Sem uma intervenção adequada no desenvolvimento neurológico, eles gastarão mais tempo em desatenção e acharão mais difícil a reativação. Com intervenção adequada e maior integração, vem menos tempo em desatenção e maior fluidez no retorno à sintonização.

Fui tremendamente encorajado pelos resultados que testemunhei em clientes quando a terapia é guiada por uma estrutura de terapia de trauma no desenvolvimento neurológico que inclui atingir todos os aspectos do bem-estar. A qualidade de vida para os clientes e suas famílias é muitas vezes melhorada significativamente.

Notas

  • * Ao trabalhar com crianças que sofrem de traumas no desenvolvimento, eu considero essencial ter uma sessão adicional individual com pelo menos um de seus cuidadores regularmente também.
  • ** Quando houver necessidade, encaminho meus clientes para outros profissionais que trabalham em conjunto comigo para abordar outros aspectos do processo de integração, como nutrição, fisioterapia, neurofeedback, médico funcional, terapia ocupacional, massagem terapêutica, acupuntura e assim por diante.

Referências

Perry, B. e Szalavitz, M. (2007). O menino que foi criado como cão: e outras histórias de um caderno de psiquiatra infantil O caderno de psiquiatra infantil – O que as crianças traumatizadas podem nos ensinar sobre perda, amor e cura.

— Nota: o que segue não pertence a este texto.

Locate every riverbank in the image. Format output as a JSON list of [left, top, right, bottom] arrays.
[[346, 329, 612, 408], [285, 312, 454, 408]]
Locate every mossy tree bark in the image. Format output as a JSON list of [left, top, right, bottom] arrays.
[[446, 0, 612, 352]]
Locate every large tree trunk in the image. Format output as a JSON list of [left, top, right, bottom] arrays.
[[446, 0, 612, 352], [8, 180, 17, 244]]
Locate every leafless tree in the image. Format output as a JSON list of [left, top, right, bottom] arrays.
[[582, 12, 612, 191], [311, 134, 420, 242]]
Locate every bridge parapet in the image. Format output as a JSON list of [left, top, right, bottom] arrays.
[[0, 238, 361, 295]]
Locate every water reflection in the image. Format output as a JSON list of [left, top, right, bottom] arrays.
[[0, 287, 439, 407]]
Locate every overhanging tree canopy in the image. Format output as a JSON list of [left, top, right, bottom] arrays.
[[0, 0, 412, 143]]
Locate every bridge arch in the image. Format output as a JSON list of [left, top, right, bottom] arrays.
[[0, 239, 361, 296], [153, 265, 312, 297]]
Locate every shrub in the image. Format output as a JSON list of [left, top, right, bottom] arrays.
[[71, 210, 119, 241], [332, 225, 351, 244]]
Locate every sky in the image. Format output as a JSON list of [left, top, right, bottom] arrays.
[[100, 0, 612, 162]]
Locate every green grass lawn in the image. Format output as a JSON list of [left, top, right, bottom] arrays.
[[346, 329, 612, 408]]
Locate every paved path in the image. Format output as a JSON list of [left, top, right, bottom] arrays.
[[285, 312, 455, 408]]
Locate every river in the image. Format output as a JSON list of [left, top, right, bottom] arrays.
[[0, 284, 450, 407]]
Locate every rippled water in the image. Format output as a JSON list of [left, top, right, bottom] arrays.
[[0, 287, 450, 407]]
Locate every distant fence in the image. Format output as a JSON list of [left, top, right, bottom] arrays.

Perry, BD e Hambrick, EP (2008). O modelo neurosequencial da terapêutica. Recuperando crianças e jovens, 17 (3), 38.

Schore, JR & Schore, AN (2008). Teoria moderna do apego: O papel central de afetar a regulação no desenvolvimento e tratamento. Clinical Social Work Journal, 36 (1), 9-20.

Van der Kolk, BA (2017). Transtorno do Trauma do Desenvolvimento: Para um diagnóstico racional para crianças com histórias complexas de trauma. Anais psiquiátricos, 35 (5), 401-408.